Volume 10, numéro 5 — Mai 2010

Les Colocs

Dédé, un artiste rassembleur

Dix années se sont écoulées depuis que Dédé Fortin s'est fait hara-kiri.

Le chanteur des Colocs, Dédé Fortin, était un artiste rassembleur. Rares sont ceux qui rallient la critique et le grand public, les jeunes et les vieux, les démunis comme les nantis. C'est d'ailleurs le public qui a forcé les radios commerciales à faire tourner «Julie», dont le swing vaguement ragtime ne cadrait pas avec le format de leur programmation, selon le journaliste culturel Patrick Gauthier.

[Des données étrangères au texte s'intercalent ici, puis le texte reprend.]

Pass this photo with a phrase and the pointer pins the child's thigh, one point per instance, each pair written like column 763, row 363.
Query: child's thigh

Avec le deuxième extrait du premier disque, Les Colocs poussaient leur démarche un cran plus loin. Malgré sa facture humoristique, «La Rue Principale» se voulait une véritable dénonciation de l'urbanisation. On peut danser et réfléchir en même temps, disait Dédé Fortin. Le décalage entre le contenant, festif, et le contenu, sérieux, allaient marquer l'œuvre des Colocs.

Pourtant, Les Colocs n'ont jamais réussi à se défaire totalement de l'étiquette de groupe festif, et ce, même si, la première chanson du premier album raconte l'histoire d'un garçon maltraité par ses parents. Dès le premier disque, j'ai visé quelque chose qui ressemblerait à la musique sud-américaine, qui peut aborder des thèmes sérieux tout en ayant des rythmes dansants. Bien que le reggae ait beaucoup de rythme, disait Fortin, ça n'a jamais empêché les auteurs de s'exprimer.

Dans la chanson «Belzébuth», Dédé, le fidèle insoumis, parle à travers le chat: Je suis jaloux très secrètement de la profondeur des malheureux. Le thème de la première chanson recoupe celui de la dernière, «Dehors Novembre»: Pat croyait à la réincarnation. Il avait une spiritualité, contrairement aux gens que je fréquentais à Montréal. La mort, pour lui, signifiait le début d'une nouvelle vie. Il voulait faire de bonnes actions avant de mourir.

La chanson-titre de l'album Dehors Novembre, écrite au «je», a toujours été ambiguë pour l'auditeur attentif: J'avais le réflexe de me mettre à sa place [Patrick Esposito di Napoli, mort du Sida en novembre 1994], c'est l'angle que j'ai adopté spontanément, je trouvais ça gênait au début. En même temps, ce n'est pas son point de vue, c'est ma perception. Il avait un espoir, mon point de vue était différent.

Patrick Esposito di Napoli

L'harmonica n'est pas éternel, c'est pas un violon. Pat était le seul qui jetait ses instruments. J'ai été frappé par cette image. On sait qu'il va partir, mais en plus, son instrument meurt. Je me suis dit, il faut que son instrument meure avec lui. Après la mort de pat, il fallait continuer à faire des spectacles. Son départ à forcer le groupe à changer un peu de style. Pat, c'était Pat, on ne cherchait pas à le remplacer.

Pat avait accepté le sort que lui réservait sa maladie, selon Fortin. Il vivait pleinement, tout en sachant que ça allait arriver. On a le réflexe de repousser la mort, ça m'amène des grandes questions, j'ai pas de réponse, mais je ne peux pas m'empêcher de ressortir ça dans mes chansons.